Надежда снова во мне затеплилась.

— С Дона выдачи нет! — сказал Иван.

— Ой, да ты хоть молчи! — махнул на сына рукой Тимофей и опустошил кубок. — Выдачи нет… Фролка! Со Стёпкой в Москву поедешь. Хотел купцом стать, вот и поедешь, как мы из Персии придём. Перца там купим, сахару, других приправ, с ними и поплывёте. В Москве Стёпка тебе сосчитать поможет. До Казани мы вас проводим, а дальше пусть воевода охраняет.

— Стёпка поможет сосчитать? — зацепился за услышанное наместник. — Он, что, счёт знает?

— И счёт, и буквицы. По-персидски, по-татарски, по-англицки и по-немецки говорит. Да… И по-колмыкски, и по-ногайски…

Репнин раскрыл рот, а я подумал: «вот что значит с рождения жить и общаться с разноязыкими».

— Ну, — опомнился он, — языки, то ладно, но кто его счёту и буквицам научил?

— Так, мать и научила. Дюже умной была. Хоть и было ей, когда его родила, всего-то на год больше чем Стёпке.

Астраханский наместник посмотрел на меня как, словно перед ним вдруг появился слон, или какое другое экзотическое животное.

— Ну, вот, а ты говоришь…

Репнин не договорил, что он имел ввиду, но все взгляды сошлись на мне.

— Сам ох*еваю, — подумал я и пожал плечами.

И я не кривил душой сам с собой. Стёпка, действительно мог считать по-персидски до ста и складывать на персидских счётах, называемых «абак». У него они были, правда остались в котомке под камнем. Как он считал на этом приспособлении, я так и не разобрался. Я собирался сделать себе обычные русские десятеричные счёты. А так я мог и по памяти посчитать и на бумаге, в столбик. Бумагу только купить надо.

— Так, как? Самозванец твой сын, или персидский царевич? Лучше сейчас признавайся.
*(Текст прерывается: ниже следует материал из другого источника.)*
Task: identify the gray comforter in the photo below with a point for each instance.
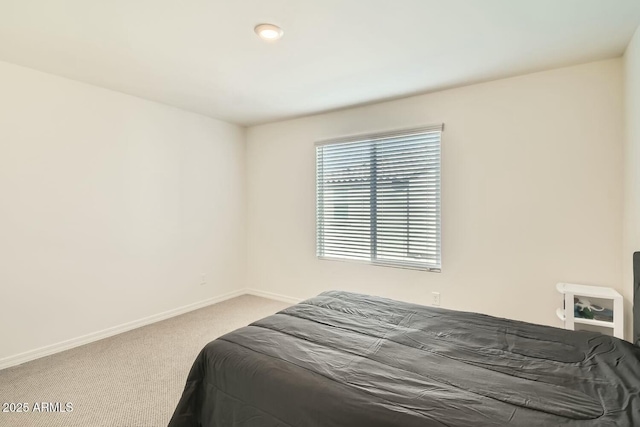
(344, 359)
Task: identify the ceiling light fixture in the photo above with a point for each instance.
(268, 32)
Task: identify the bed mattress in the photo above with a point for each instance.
(345, 359)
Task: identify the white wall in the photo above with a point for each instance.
(531, 194)
(111, 207)
(631, 231)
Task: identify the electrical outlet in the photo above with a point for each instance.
(435, 298)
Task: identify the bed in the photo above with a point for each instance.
(345, 359)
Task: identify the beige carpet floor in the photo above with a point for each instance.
(133, 379)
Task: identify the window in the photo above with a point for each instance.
(378, 199)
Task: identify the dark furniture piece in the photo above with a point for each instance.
(344, 359)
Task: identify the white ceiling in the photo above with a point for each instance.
(203, 56)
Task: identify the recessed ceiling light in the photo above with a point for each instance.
(268, 32)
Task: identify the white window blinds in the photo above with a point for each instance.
(378, 198)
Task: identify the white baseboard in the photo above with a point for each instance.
(105, 333)
(271, 295)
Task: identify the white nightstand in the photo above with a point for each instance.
(571, 290)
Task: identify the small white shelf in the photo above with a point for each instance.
(570, 290)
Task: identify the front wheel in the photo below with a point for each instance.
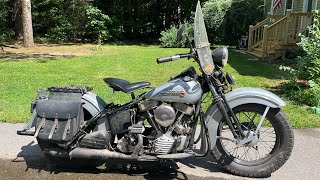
(262, 156)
Так и быть, возьму с тебя откупную и забуду про твоё шельмовство, ежели соврал.

— Нет, наместник, — тяжко вздохнул Тимофей и полез в кожаную сумку.

Оттуда Тимофей вынул кожаную папку, раскрыл её и развернул, сложенный гармошкой пергамент, к краю которого была прикреплена красного сургуча шахская печать.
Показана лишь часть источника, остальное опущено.